First they (Democrats) complained about hanging chads and butterfly ballots so we gave in passed HAVA and got them electronic voting. Now the whine about electronic voting.
One thing is sure about Democrats, they are always whining about something.
The paper ballot is not kept by the voter. The paper ballot is turned in by them to be counted.
That would be a disaster for the reasons I laid out in post 8. The RATs would load up busses with people told to vote straight democRATic, bring your receipt to location x, and you'll get a pack of smokes or a bottle of T-bird. And that is just one way the receipts could be abused.
This is why the voting machine should never be the counting machine. The paper ballot printed out by the voting machine and validated by the voter is then scanned by a separate counting machine. This will give immediate results. There can be a requirement that this initial count be verified by a hand count for every election. With the paper ballots, this can be easily done. It is a small price to pay for fair elections.
I felt comfortable using these machines in the primary.
That scenario, in and of itself is not abuse, nor illegal........
If a machine can be corrupted electronically, why can't the receipts it prints out be corrupted as well?
I guess I'm a cynic, but I think voting methods are only going to be as above board as the people who are in charge of running them.
One BIG item that should be a given is proof of identity before voting. No way people who aren't registered in their voting district or who aren't U.S. citizens should even get close to a voting machine.

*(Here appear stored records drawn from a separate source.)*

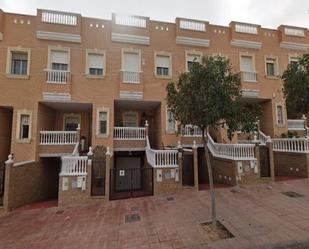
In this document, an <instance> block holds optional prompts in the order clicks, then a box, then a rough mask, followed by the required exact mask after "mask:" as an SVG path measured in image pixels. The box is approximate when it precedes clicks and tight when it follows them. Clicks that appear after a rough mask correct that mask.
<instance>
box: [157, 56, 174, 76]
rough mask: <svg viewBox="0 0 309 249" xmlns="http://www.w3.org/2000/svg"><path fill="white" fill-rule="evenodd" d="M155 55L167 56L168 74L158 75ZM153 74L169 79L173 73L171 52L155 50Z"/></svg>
mask: <svg viewBox="0 0 309 249" xmlns="http://www.w3.org/2000/svg"><path fill="white" fill-rule="evenodd" d="M157 56H165V57H169V60H170V63H169V68H168V75H158V74H157ZM154 75H155V77H157V78H165V79H171V78H172V75H173V66H172V53H169V52H162V51H161V52H155V53H154Z"/></svg>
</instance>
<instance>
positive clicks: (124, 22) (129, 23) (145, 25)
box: [115, 14, 147, 28]
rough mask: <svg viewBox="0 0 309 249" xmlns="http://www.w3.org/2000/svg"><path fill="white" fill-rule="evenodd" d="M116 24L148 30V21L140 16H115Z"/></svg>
mask: <svg viewBox="0 0 309 249" xmlns="http://www.w3.org/2000/svg"><path fill="white" fill-rule="evenodd" d="M115 23H116V24H118V25H124V26H132V27H137V28H146V24H147V20H146V18H144V17H140V16H130V15H119V14H117V15H115Z"/></svg>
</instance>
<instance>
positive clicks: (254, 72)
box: [241, 71, 257, 82]
mask: <svg viewBox="0 0 309 249" xmlns="http://www.w3.org/2000/svg"><path fill="white" fill-rule="evenodd" d="M241 75H242V79H243V81H244V82H257V73H256V72H246V71H242V72H241Z"/></svg>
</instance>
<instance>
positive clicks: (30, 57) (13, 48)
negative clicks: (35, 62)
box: [6, 47, 31, 78]
mask: <svg viewBox="0 0 309 249" xmlns="http://www.w3.org/2000/svg"><path fill="white" fill-rule="evenodd" d="M14 52H16V53H26V54H27V73H26V74H21V75H19V74H11V69H12V53H14ZM30 63H31V49H30V48H21V47H8V49H7V56H6V75H7V76H9V77H14V78H29V76H30Z"/></svg>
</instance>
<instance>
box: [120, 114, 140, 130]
mask: <svg viewBox="0 0 309 249" xmlns="http://www.w3.org/2000/svg"><path fill="white" fill-rule="evenodd" d="M127 114H130V115H132V114H134V115H135V116H136V126H135V127H139V125H138V124H139V117H138V112H134V111H126V112H123V113H122V123H123V125H124V126H125V116H126V115H127Z"/></svg>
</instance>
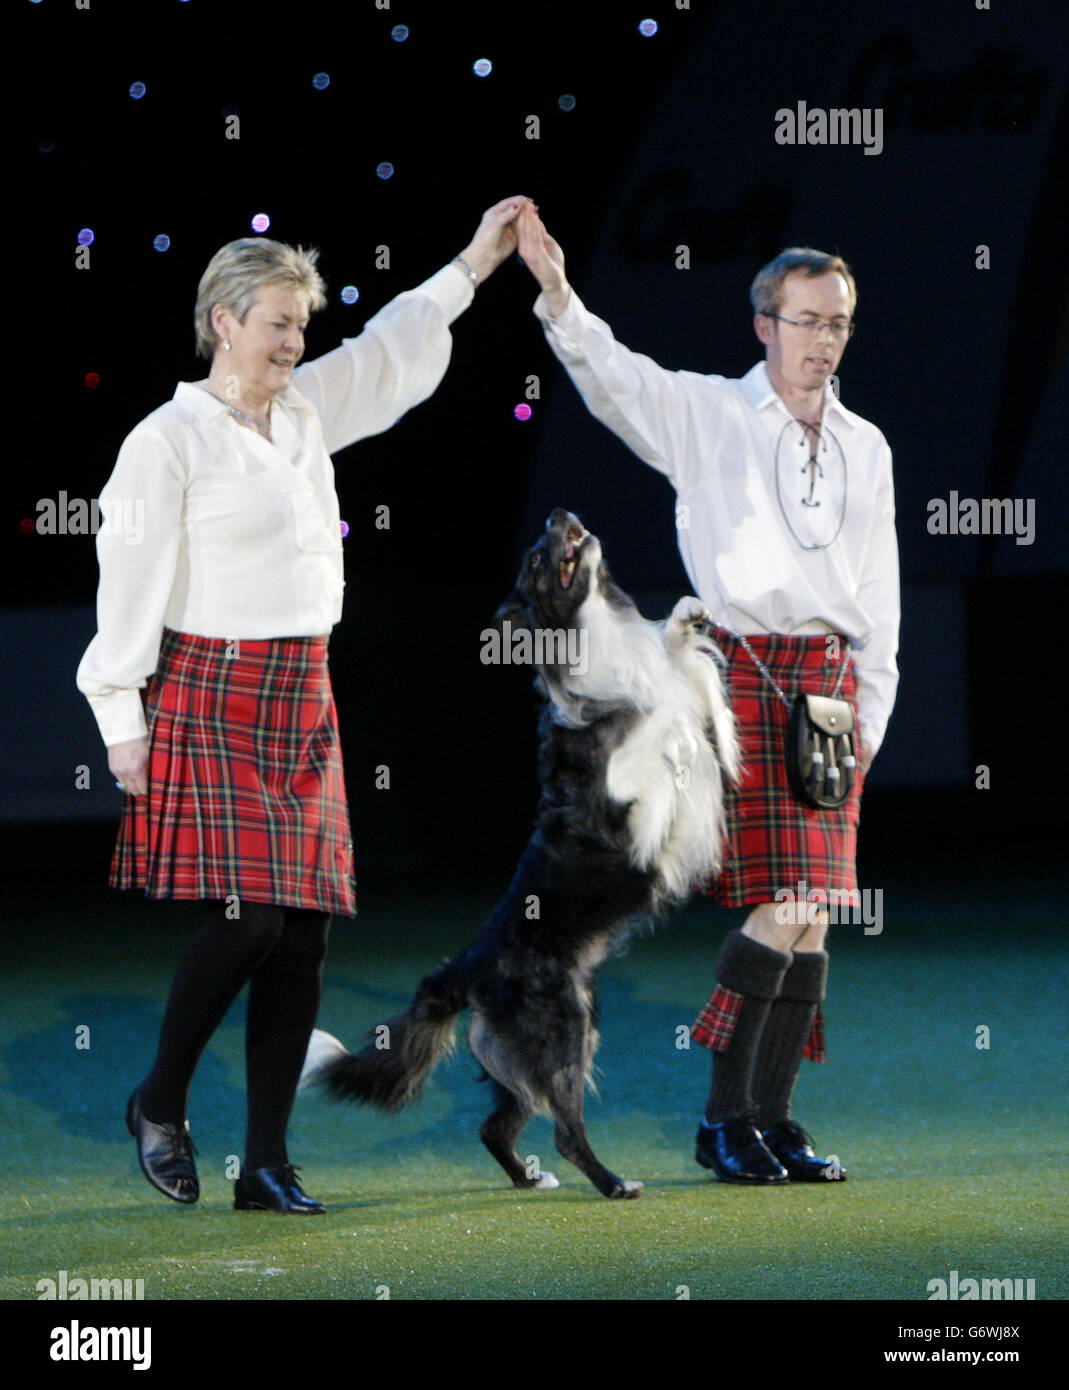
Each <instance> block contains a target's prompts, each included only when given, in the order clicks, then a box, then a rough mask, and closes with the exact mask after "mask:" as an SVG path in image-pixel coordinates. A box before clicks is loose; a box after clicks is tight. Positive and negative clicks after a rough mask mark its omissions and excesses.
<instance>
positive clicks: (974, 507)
mask: <svg viewBox="0 0 1069 1390" xmlns="http://www.w3.org/2000/svg"><path fill="white" fill-rule="evenodd" d="M927 510H929V534H930V535H1013V537H1016V543H1018V545H1031V542H1033V541H1034V539H1036V498H959V496H958V493H956V492H951V495H949V498H948V499H944V498H931V500H930V502H929V509H927Z"/></svg>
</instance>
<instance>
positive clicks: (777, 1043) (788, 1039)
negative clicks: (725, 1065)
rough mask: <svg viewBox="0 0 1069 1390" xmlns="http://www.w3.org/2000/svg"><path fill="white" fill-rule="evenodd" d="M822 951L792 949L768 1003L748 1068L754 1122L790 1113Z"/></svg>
mask: <svg viewBox="0 0 1069 1390" xmlns="http://www.w3.org/2000/svg"><path fill="white" fill-rule="evenodd" d="M826 981H827V951H795V954H794V960H792V962H791V966H790V969H788V970H787V974H785V976H784V977H783V986H781V987H780V997H778V999H776V1002H774V1004H773V1005H772V1008H770V1009H769V1017H767V1020H766V1023H765V1031H763V1033H762V1037H760V1047H759V1049H758V1059H756V1063H755V1068H753V1099H755V1102H756V1111H758V1125H759V1127H760V1129H769V1126H770V1125H773V1123H776V1120H787V1119H790V1118H791V1095H792V1094H794V1084H795V1081H797V1080H798V1070H799V1068H801V1065H802V1058H803V1056H805V1045H806V1042H808V1041H809V1033H810V1029H812V1026H813V1016H815V1015H816V1009H817V1005H819V1004H820V1001H822V999H823V998H824V986H826Z"/></svg>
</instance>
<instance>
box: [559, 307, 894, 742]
mask: <svg viewBox="0 0 1069 1390" xmlns="http://www.w3.org/2000/svg"><path fill="white" fill-rule="evenodd" d="M535 314H537V316H538V317H539V318H541V320H542V324H544V328H545V335H546V339H548V342H549V346H550V347H552V350H553V353H555V354H556V356H557V357H559V359H560V361H562V363H563V364H564V367H566V368H567V371H569V374H570V377H571V379H573V381H574V382H576V386H577V388H578V391H580V395H581V396H582V399H584V402H585V403H587V407H588V409H589V411H591V414H594V416H595V417H596V418H598V420H601V421H602V424H606V425H607V427H609V428H610V430H612V431H613V432H614V434H617V435H619V436H620V439H623V442H624V443H626V445H627V446H628V448H630V449H633V450H634V452H635V453H637V455H638V457H639V459H642V460H644V463H648V464H651V466H652V467H655V468H658V470H659V471H660V473H663V474H664V475H666V477H667V478H669V480H670V481H671V484H673V486H674V488H676V493H677V512H676V520H677V527H676V530H677V538H678V546H680V555H681V556H683V563H684V566H685V569H687V574H688V575H689V580H691V584H694V588H695V592H696V594H698V596H699V598H701V599H702V600H703V602H705V605H706V606H708V607H709V610H710V613H712V614H713V617H715V620H716V621H717V623H719V624H720V626H721V627H727V628H730V630H731V631H735V632H744V634H746V635H749V634H753V632H783V634H787V635H806V634H812V632H827V631H834V632H841V634H842V635H844V637H847V638H849V641H851V644H852V646H854V652H855V662H856V674H858V719H859V723H860V733H862V738H863V739H865V742H866V744H867V745H869V748H872V749H873V752H874V751H876V749H877V748H879V746H880V744H881V742H883V737H884V731H886V728H887V720H888V719H890V714H891V709H892V706H894V699H895V691H897V688H898V664H897V660H895V657H897V652H898V621H899V589H898V542H897V538H895V528H894V482H892V477H891V450H890V448H888V445H887V441H886V439H884V436H883V434H881V432H880V431H879V430H877V428H876V425H873V424H869V421H867V420H862V418H860V416H855V414H854V413H852V411H851V410H847V409H845V406H842V404H841V403H840V400H838V399H837V396H835V393H834V391H833V389H831V386H830V385H827V386H826V388H824V413H823V425H822V446H820V452H819V453H817V461H819V466H820V467H819V470H815V468H812V467H809V463H808V460H809V456H810V453H812V449H810V448H809V446H808V445H806V442H805V431H803V430H802V427H801V425H799V424H798V423H797V421H795V420H794V417H792V416H791V413H790V410H788V409H787V406H785V404H784V402H783V400H781V399H780V396H778V395H777V393H776V391H774V388H773V385H772V381H770V379H769V373H767V370H766V367H765V363H763V361H762V363H758V366H756V367H753V368H752V370H751V371H748V373H746V375H745V377H742V378H741V379H733V378H727V377H716V375H701V374H699V373H694V371H669V370H667V368H664V367H659V366H658V364H656V363H655V361H652V360H651V359H649V357H644V356H641V354H639V353H635V352H631V350H630V349H627V347H624V346H623V345H621V343H617V342H616V339H614V338H613V335H612V331H610V328H609V325H607V324H606V322H603V321H602V320H601V318H596V317H595V316H594V314H591V313H589V310H588V309H587V307H585V306H584V304H582V302H581V300H580V297H578V295H576V292H574V291H571V296H570V299H569V303H567V307H566V309H564V313H563V314H560V317H559V318H553V317H550V314H549V306H548V304H546V302H545V296H544V295H539V296H538V300H537V302H535ZM810 484H812V491H810ZM815 503H819V506H817V505H815Z"/></svg>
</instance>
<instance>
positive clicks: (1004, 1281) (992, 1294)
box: [927, 1269, 1036, 1336]
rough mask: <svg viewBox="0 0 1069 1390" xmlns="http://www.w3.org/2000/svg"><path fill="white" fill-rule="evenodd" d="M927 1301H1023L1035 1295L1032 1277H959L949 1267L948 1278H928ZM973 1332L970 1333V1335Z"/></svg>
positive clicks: (1032, 1297)
mask: <svg viewBox="0 0 1069 1390" xmlns="http://www.w3.org/2000/svg"><path fill="white" fill-rule="evenodd" d="M927 1291H929V1302H931V1301H933V1300H934V1301H938V1300H942V1298H947V1300H949V1301H955V1300H959V1301H968V1300H973V1298H993V1300H1004V1301H1023V1300H1026V1298H1034V1297H1036V1280H1034V1279H961V1277H959V1275H958V1270H956V1269H951V1273H949V1279H929V1282H927ZM972 1334H973V1333H970V1336H972Z"/></svg>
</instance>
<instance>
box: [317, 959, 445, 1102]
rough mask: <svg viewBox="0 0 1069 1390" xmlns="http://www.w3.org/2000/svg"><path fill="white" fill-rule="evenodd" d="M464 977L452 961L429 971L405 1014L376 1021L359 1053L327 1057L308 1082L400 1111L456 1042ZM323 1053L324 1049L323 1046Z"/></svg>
mask: <svg viewBox="0 0 1069 1390" xmlns="http://www.w3.org/2000/svg"><path fill="white" fill-rule="evenodd" d="M467 990H468V980H467V977H466V976H464V974H463V973H462V972H460V970H459V969H457V966H456V965H455V963H452V962H448V963H446V965H443V966H442V967H441V969H439V970H435V972H434V974H428V976H427V977H425V979H424V980H423V981H421V983H420V987H418V990H417V991H416V998H414V999H413V1001H411V1004H410V1005H409V1008H407V1009H406V1011H405V1012H403V1013H398V1015H396V1016H395V1017H392V1019H389V1020H388V1022H386V1023H380V1024H378V1026H377V1027H375V1029H373V1030H371V1033H370V1034H368V1041H367V1045H366V1047H364V1048H363V1051H360V1052H346V1051H343V1049H342V1055H341V1056H339V1055H338V1051H336V1048H334V1049H328V1052H327V1058H325V1059H324V1061H320V1062H318V1065H317V1066H316V1068H314V1069H313V1073H311V1076H310V1080H311V1081H313V1083H316V1084H318V1086H323V1087H324V1088H325V1090H327V1091H328V1094H329V1095H332V1097H334V1098H335V1099H338V1101H366V1102H367V1104H368V1105H375V1106H378V1108H380V1109H382V1111H399V1109H400V1108H402V1106H405V1105H409V1104H410V1102H411V1101H414V1099H416V1098H417V1097H418V1095H420V1093H421V1091H423V1086H424V1081H425V1080H427V1077H428V1076H430V1074H431V1072H432V1070H434V1069H435V1068H436V1066H438V1063H439V1062H441V1061H442V1058H445V1056H446V1055H448V1054H449V1052H450V1051H452V1049H453V1044H455V1036H456V1020H457V1015H459V1013H460V1012H462V1011H463V1009H464V1008H467ZM321 1054H323V1049H321Z"/></svg>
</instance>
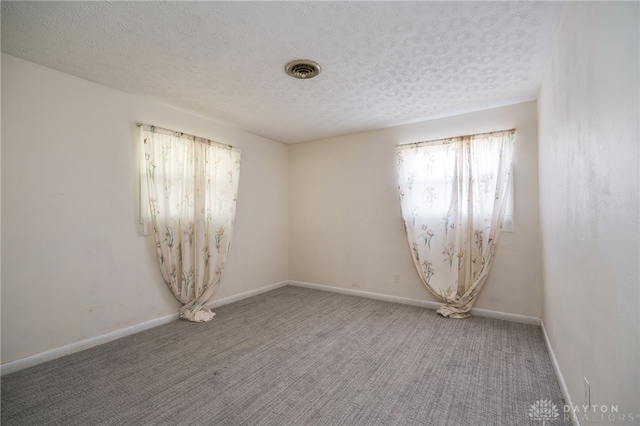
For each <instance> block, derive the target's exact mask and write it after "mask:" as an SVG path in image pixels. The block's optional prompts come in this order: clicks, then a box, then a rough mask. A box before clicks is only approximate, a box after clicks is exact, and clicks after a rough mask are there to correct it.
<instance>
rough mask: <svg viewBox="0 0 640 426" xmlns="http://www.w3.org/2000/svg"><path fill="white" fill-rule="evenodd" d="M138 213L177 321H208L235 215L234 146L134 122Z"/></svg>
mask: <svg viewBox="0 0 640 426" xmlns="http://www.w3.org/2000/svg"><path fill="white" fill-rule="evenodd" d="M141 141H142V147H143V148H142V149H143V153H144V158H143V164H141V166H142V169H143V170H142V171H143V175H144V177H143V180H142V184H141V212H142V215H143V224H144V226H145V234H146V233H147V231H148V233H151V232H153V234H154V236H155V241H156V252H157V255H158V262H159V263H160V271H161V272H162V277H163V278H164V280H165V282H166V283H167V285H168V286H169V288H170V289H171V291H172V293H173V295H174V296H175V297H176V299H178V300H179V301H180V303H182V304H183V306H182V308H181V309H180V318H183V319H186V320H189V321H197V322H201V321H210V320H211V319H212V318H213V317H214V315H215V314H214V313H213V312H211V309H209V308H208V307H207V306H205V304H206V303H207V301H208V300H209V299H210V298H211V296H212V295H213V292H214V291H215V289H216V287H217V286H218V285H219V284H220V280H221V278H222V272H223V271H224V268H225V263H226V261H227V256H228V254H229V248H230V245H231V238H232V235H233V225H234V220H235V213H236V199H237V197H238V183H239V175H240V150H239V149H238V148H234V147H231V146H229V145H223V144H219V143H216V142H212V141H210V140H207V139H202V138H199V137H195V136H189V135H185V134H182V133H178V132H174V131H171V130H166V129H161V128H159V127H155V126H149V125H142V126H141Z"/></svg>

Yep. My precinct used electronic voting machines for the first time in the recent primary. I kept thinking the whole time I was voting how easy it would be to alter the results if you have the knowledge and the right access. At the very least the voter should get a receipt showing who they voted for.
I am a district official for the local county board of elections; I've worked the polls for going on twenty years now. We used touch screen electronic machines for the first time this primary cycle.
When the machine is first set up in the morning it automatically prints out a hard copy of what is recorded on it (like reading a cash register before opening for business); the four officials in the district verify that it was all zeros, then sign the copy for the district records.
At the closing of the polls, it again prints out a copy with the vote totals as it locks the machine from further entries. We all sign it to verify that it came from that machine.
Unlike the Florida "vote-a-matic", the RAT operatives can't get one of these into their car trunk!
here's what were talking about.....an example of their legal team:
John Boyd, Esq., Freedman, Boyd, Daniels, Hollander, Goldberg & Cline, Albuquerque, New Mexico. Mr. Boyd has been practicing civil rights litigation, first amendment litigation, constitutional law and election law in Albuquerque for over 25 years. Mr. Boyd represented the Democratic Party of New Mexico in the voter i.d. litigation that preceded the 2004 election and has participated on behalf of Democrats in redistricting litigation. He has handled a number of cases as a cooperating attorney with the ACLU. He and his partner, Nancy Hollander, are currently representing the Santa Fe-based Uniao Do Vegetal in its free exercise of religion law suit which is now pending before the United States Supreme Court.
Yes, but you then have to buy two systems instead of one. Every school kid in America back to the 1960's (50's?) has experience with a color-in-the-circle test (or close variant thereof). It isn't rocket science; it would work even in Palm Beach County, FL. I question the expense of buying the fancy PC's with all the controls required to be certified simply to print out the exact same thing to then feed into the sensing station. While your way gives those cities that spent the big bucks for touch screen to "salvage" part of their investment, that's throwing good money after bad.